Reading time ( words)
Physicists from Uzbekistan and Germany have devised a theoretical model to tune the conductivity of graphene zigzag nanoribbons using ultra-short pulses.
Physicists have, for the first time, explored in detail the time evolution of the conductivity, as well as other quantum-level electron transport characteristics, of a graphene device subjected to periodic ultra-short pulses. To date, the majority of graphene studies have considered the dependency of transport properties on the characteristics of the external pulses, such as field strength, period or frequency. The new findings have now been published by Doniyor Babajanov from the Turin Polytechnic University in Tashkent, Uzbekistan, and colleagues. These results may help to develop graphene-based electronic devices that only become conductors when an external ultra-short pulse is applied, and are otherwise insulators.

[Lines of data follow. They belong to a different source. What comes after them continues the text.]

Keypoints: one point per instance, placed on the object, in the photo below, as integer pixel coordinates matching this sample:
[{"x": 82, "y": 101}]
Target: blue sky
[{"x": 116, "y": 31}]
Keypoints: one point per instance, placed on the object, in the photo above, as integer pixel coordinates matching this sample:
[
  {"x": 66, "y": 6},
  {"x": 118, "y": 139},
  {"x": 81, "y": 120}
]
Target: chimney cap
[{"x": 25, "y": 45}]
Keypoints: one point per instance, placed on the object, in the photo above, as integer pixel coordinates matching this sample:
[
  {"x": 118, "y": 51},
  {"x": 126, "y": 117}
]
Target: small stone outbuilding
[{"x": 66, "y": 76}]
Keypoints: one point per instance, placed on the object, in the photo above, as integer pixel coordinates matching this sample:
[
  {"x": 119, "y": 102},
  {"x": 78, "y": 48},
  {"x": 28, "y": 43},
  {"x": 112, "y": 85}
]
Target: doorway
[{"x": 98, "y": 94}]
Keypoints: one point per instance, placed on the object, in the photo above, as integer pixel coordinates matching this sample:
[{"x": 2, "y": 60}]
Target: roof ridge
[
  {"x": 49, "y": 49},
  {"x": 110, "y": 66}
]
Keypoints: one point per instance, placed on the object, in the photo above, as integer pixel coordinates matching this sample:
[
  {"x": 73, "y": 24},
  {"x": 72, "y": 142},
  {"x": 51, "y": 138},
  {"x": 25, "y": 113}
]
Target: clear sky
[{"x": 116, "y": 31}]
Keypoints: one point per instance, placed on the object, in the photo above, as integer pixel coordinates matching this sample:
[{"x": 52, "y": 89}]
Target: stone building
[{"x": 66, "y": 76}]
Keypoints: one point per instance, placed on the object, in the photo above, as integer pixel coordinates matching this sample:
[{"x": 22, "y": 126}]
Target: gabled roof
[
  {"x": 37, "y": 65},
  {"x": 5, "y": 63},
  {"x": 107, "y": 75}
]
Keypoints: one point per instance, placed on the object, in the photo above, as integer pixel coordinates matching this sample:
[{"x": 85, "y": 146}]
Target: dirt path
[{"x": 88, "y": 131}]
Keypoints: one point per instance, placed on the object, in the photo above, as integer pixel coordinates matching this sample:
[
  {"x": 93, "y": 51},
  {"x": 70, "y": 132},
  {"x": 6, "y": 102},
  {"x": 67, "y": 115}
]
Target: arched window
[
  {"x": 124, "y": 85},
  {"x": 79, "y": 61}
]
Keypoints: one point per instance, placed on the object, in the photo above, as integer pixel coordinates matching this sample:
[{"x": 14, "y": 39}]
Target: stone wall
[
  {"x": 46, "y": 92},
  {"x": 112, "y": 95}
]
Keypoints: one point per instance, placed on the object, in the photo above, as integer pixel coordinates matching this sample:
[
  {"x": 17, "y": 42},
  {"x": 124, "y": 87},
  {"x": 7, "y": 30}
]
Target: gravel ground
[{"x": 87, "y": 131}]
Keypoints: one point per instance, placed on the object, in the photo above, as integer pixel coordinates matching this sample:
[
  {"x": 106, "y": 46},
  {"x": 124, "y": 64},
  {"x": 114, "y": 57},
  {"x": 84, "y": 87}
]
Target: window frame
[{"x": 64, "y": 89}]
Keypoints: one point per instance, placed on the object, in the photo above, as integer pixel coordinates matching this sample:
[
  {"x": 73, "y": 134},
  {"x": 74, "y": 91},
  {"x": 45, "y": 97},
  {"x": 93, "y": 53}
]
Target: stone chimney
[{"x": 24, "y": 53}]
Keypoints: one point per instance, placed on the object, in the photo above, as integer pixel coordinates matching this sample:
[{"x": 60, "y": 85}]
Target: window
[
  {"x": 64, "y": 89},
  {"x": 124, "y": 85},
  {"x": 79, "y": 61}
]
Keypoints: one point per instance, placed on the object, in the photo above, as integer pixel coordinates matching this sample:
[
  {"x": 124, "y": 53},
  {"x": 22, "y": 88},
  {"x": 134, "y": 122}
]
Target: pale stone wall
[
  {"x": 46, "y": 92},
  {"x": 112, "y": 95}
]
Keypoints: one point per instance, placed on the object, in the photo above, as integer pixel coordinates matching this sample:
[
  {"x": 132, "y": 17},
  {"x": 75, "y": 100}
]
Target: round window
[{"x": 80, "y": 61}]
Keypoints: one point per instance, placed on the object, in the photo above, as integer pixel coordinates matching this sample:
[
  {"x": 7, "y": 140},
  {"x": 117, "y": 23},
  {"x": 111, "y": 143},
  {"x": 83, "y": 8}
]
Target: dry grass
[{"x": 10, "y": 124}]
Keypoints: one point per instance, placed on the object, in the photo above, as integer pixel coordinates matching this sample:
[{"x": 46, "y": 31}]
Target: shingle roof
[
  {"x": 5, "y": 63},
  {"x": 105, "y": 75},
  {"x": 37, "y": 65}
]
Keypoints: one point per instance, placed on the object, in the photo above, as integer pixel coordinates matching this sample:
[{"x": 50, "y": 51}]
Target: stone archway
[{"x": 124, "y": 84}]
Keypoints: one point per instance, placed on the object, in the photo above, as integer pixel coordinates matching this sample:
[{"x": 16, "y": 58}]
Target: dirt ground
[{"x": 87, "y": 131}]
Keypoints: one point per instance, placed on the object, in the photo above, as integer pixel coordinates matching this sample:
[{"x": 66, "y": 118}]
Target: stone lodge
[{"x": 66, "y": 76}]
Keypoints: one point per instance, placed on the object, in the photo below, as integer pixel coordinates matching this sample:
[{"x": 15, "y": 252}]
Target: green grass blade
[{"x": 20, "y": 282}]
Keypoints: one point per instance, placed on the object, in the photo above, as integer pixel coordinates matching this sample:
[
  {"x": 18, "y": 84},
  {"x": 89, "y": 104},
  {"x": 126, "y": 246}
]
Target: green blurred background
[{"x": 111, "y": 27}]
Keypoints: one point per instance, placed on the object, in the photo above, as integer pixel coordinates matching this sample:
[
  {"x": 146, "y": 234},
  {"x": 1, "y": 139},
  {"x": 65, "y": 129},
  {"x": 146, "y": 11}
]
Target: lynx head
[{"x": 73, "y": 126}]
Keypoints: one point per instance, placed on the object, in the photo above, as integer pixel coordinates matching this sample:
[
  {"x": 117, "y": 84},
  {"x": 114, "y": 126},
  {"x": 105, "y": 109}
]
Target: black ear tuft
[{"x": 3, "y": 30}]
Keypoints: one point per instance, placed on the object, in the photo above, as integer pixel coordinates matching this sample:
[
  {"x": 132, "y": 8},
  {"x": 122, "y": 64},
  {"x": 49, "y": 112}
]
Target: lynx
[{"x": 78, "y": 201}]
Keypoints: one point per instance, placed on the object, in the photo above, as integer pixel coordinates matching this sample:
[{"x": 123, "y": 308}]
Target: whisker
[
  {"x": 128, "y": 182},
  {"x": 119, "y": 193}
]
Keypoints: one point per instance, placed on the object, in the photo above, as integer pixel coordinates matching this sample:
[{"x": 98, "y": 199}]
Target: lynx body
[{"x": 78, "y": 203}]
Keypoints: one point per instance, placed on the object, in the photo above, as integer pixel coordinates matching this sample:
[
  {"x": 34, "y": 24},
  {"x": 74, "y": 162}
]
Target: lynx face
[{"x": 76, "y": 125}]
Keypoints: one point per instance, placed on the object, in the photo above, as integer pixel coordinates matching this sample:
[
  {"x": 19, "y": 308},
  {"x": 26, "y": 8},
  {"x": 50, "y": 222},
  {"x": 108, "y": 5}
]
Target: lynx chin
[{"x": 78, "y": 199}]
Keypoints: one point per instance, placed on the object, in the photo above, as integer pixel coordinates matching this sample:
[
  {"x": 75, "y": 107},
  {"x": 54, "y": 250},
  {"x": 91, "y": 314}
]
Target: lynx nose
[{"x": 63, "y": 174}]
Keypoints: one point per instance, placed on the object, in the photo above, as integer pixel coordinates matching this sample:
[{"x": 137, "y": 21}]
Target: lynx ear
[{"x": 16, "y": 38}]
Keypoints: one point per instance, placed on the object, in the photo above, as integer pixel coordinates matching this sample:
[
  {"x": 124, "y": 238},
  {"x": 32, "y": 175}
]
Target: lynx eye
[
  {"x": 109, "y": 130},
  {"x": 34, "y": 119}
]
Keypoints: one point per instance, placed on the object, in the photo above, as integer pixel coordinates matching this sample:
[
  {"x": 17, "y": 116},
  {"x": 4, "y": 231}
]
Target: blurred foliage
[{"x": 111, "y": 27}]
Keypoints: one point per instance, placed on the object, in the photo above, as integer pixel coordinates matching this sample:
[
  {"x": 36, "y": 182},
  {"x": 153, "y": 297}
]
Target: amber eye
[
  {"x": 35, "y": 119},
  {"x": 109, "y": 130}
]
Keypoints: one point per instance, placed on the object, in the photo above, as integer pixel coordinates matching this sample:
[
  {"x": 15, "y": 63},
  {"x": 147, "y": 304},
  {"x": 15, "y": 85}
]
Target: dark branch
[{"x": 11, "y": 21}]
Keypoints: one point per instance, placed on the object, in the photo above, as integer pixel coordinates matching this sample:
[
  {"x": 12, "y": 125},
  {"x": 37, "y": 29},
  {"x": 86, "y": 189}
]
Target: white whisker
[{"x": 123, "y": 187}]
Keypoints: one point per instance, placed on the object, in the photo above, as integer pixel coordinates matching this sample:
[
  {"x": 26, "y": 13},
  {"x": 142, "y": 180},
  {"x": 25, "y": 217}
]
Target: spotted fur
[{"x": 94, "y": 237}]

The authors' focus is on the transport in graphene nanoribbons driven by laser pulses, which were chosen for their ability to apply periodic kicks to the system. Babajanov and colleagues relied on driven quantum systems and quantum chaos theories to study transport characteristics within the nanoribbon. For a single kicking period, they obtained the exact solution of a mathematical equation, called the time-dependent Dirac equation. Then, by iterating this solution they were able to numerically and precisely compute the arbitrary characteristics of time-dependent quantum transport of electrons within the material.
They found that applying external driving force leads to enhancement of electronic transitions within what are referred to as valence and conduction bands. This study thus demonstrates that such transitions allow a dramatic increase in conductivity within a short time, making it possible to tune the electronic properties using short external pulses.
The next stage could be extending the test to the case of a time-dependent magnetic field, to strain-induced pseudo-magnetic fields, or to external monochromatic fields. Ultimately, this could lead to useful applications such as ultrafast electronic switches.